International 23 octobre 2022

L’Argentine prête à ravir à l’Ukraine la place de premier exportateur mondial d’huile de tournesol

La culture du tournesol, délaissée en Argentine, suscite un vif regain d’intérêt général.

Le pays sud-américain est capable à court terme de doubler le volume de ses exportations d’huile, comme autrefois, et plus encore.

Enquête à Buenos Aires.

Les cultivateurs de tournesol d’Argentine se sont donné rendez-vous et mis en ordre de bataille, avec les huiliers et les semenciers à leurs côtés, le 4 août dernier, dans l’auditorium Jean-Paul II de l’Université Catholique Argentine, sise à Buenos Aires dans le quartier huppé de docks retapés de Puerto Madero. Ils ont répondu à l’appel de leur inter-filière, l’Association argentine du tournesol (ASAGIR), à l’occasion d’un séminaire technique effervescent.
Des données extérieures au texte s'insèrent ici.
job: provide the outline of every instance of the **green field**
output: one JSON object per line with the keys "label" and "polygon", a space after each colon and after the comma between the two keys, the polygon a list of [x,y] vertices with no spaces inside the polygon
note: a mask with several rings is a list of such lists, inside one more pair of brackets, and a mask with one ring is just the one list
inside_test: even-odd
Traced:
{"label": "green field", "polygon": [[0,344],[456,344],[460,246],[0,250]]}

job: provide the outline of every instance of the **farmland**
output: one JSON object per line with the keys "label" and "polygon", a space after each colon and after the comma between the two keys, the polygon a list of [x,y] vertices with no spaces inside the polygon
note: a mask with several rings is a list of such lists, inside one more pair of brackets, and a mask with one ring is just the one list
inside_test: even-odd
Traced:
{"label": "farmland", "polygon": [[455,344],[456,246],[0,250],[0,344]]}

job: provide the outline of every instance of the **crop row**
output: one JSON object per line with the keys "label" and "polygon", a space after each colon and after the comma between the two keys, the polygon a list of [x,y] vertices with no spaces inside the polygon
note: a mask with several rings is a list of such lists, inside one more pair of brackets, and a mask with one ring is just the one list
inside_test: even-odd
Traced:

Leur mot d’ordre : redevenir, au plus vite, les premiers exportateurs de la planète d’huile de tournesol. Un rang que l’Argentine a perdu, au fil des vingt ans écoulés, au profit de l’Ukraine. Or, les déboires des Ukrainiens à la suite de l’invasion militaire russe font que l’ambition à l’export des Argentins est non seulement retrouvée, mais doublée d’un certain sentiment de devoir.

En sont-ils capables? Leur moisson record remonte déjà loin, à la saison 1998-1999, à hauteur de 7,1 millions de tonnes (Mt) ayant donné grosso modo 3 Mt d’huile dont 2,5 Mt disponibles pour l’exportation. Quelle chute, depuis! « La saison dernière (campagne 2020-2021), nous avons exporté entre 800 000 et 900 000 t d’huiles de tournesol, raffinées ou non, issues d’une récolte de 3,4 Mt », informe Jorge Ingaramo, l’expert marché d’ASAGIR.

Cette inter-filière a été créée en 2002 dans l’urgence de relancer la culture de l’oléagineux en région pampéenne. La sole de tournesol y a fondu comme neige au soleil face au succès phénoménal du soya boosté par la technologie Roundup Ready tôt adoptée par les fermiers et les pools de semis argentins. Les surfaces semées en tournesol sont ainsi passées de 4,2 millions d’hectares (Mha) en 1998-1999 à 1,6 Mha l’an passé. On mesure là tout le potentiel de croissance, latent, de l’Argentine.

Or, sur le marché mondial, l’huile de tournesol entre en compétition quasi directe avec l’huile de canola. « Les principaux importateurs d’huile de tournesol d’origine argentine sont, dans cet ordre-là, le Moyen-Orient et le Maghreb (à hauteur de 28 %); l’Inde (26 %); l’Union européenne (15 %) et la Chine (15 %), ce dernier étant le marché le plus dynamique des quatre », précise M. Ingaramo.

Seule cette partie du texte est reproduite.